How does death prove love? Well, only if it is both necessary and unavoidable, if it’s the only possible way to save the life of the beloved. To say to you, “I love you so much I’m going to kill myself to prove it” isn’t love. That’s just sick. The death must be more than a mere gesture. The death has to have something inevitable, unavoidable, no other way about it, in order to be the ultimate proof of love.

The soldier who sacrifices himself in order to save his comrade because it’s the only way they can escape – that proves love. The mother caught in the tornado who shields her child with her own body – that proves love.

Christ’s death was no mere empty gesture. It wasn’t simply an inevitable part of his becoming human, of the genuine human experience that he had to go through. No, it’s the reason he became genuinely human in order to die. It was the person of it all. That’s why Paul says, “It is the ultimate expression and proof of God’s love for us.”

So there it is, I’m afraid, the whole of evangelical theology, all here and in the surrounding verses – the blood, the sacrifice, the atonement, justification through faith, reconciliation, enemies of God, lost sinners being brought back into salvation through his sacrifice once for all on the cross. All of it, the whole crude ball of wax. In other words, the gospel.

And there’s one last thing. God shows his love in that while we were still sinners Christ died for us. In fact, that could be argued as being Paul’s primary point in this verse. His argument is really an argument by contrast, yes, to die when death is the only way is the ultimate proof of love. Sometimes on rare and memorable occasions we are capable, some of us, of such a sacrifice, but God does it for sinners. The soldier offers his life in combat for his comrade, closer to him than any brother. The mother does it for her child, precious and beloved beyond anything in the world, but God does it for his enemies. God does it for the ungodly, for sinners, for unlovely, undeserving, unwilling human beings.

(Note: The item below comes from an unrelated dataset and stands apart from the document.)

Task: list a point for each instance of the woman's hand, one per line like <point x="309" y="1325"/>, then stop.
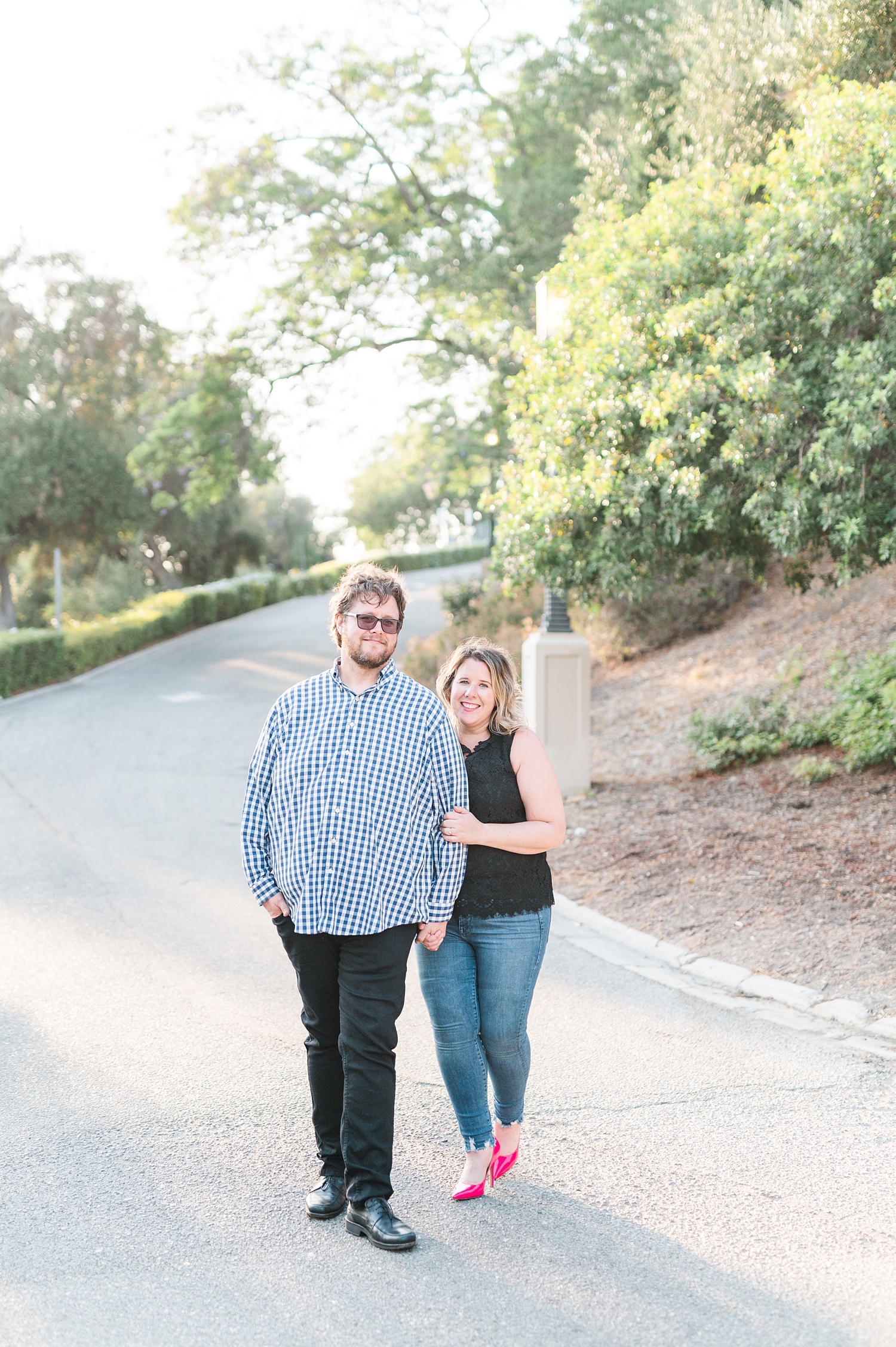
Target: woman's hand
<point x="430" y="934"/>
<point x="464" y="827"/>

And maybe about now you’re saying, “All right. Knock it off. I’ve had enough of that ungodly sinner stuff. I didn’t come here to be insulted.” Well, you know, those are not my words. The fact is that God’s love is for sinners and only for sinners. “I did not come to call the righteous but sinners to repentance.” Those that are whole have no need of a physician.

One of my new favorite preachers is Fleming Rutledge, an Episcopalian from New York City. In one of her sermons, she says of this text, Romans 5:8, “God demonstrates his love for us in that while we were sinners Christ died for us.” She says simply this, “I recognize myself in that word sinner.” And so do I. Do you?

Here we are, classy East Coast Episcopal preachers, outwardly respectable Reformed Church radio ministers, well-dressed middle and upper- middle-class Grand Rapidians, sinners all. Beneath the surface, liars, thieves, gluttons, drunks, adulterers, idolaters, you name it.

I sometimes amuse myself, that’s not quite the right word, by going through the seven deadly sins and trying to figure out if I’m free of any of them, you know, pride, lust, anger, envy, all the rest. And I never come up missing a single one of them. Sinners all. And all beloved. Loved by God. I can’t help but believe in God. I’ve monkeyed around occasionally trying not to believe in God but I can’t help it. To me the thing that’s difficult is imagining that God believes in me, that he loves me, that he loves you. It’s an astounding thing. It is the gospel. And the only way I can think of, maybe the only way in the world there is, to miss out on that love is to refuse to see yourself in that word sinner. Amen.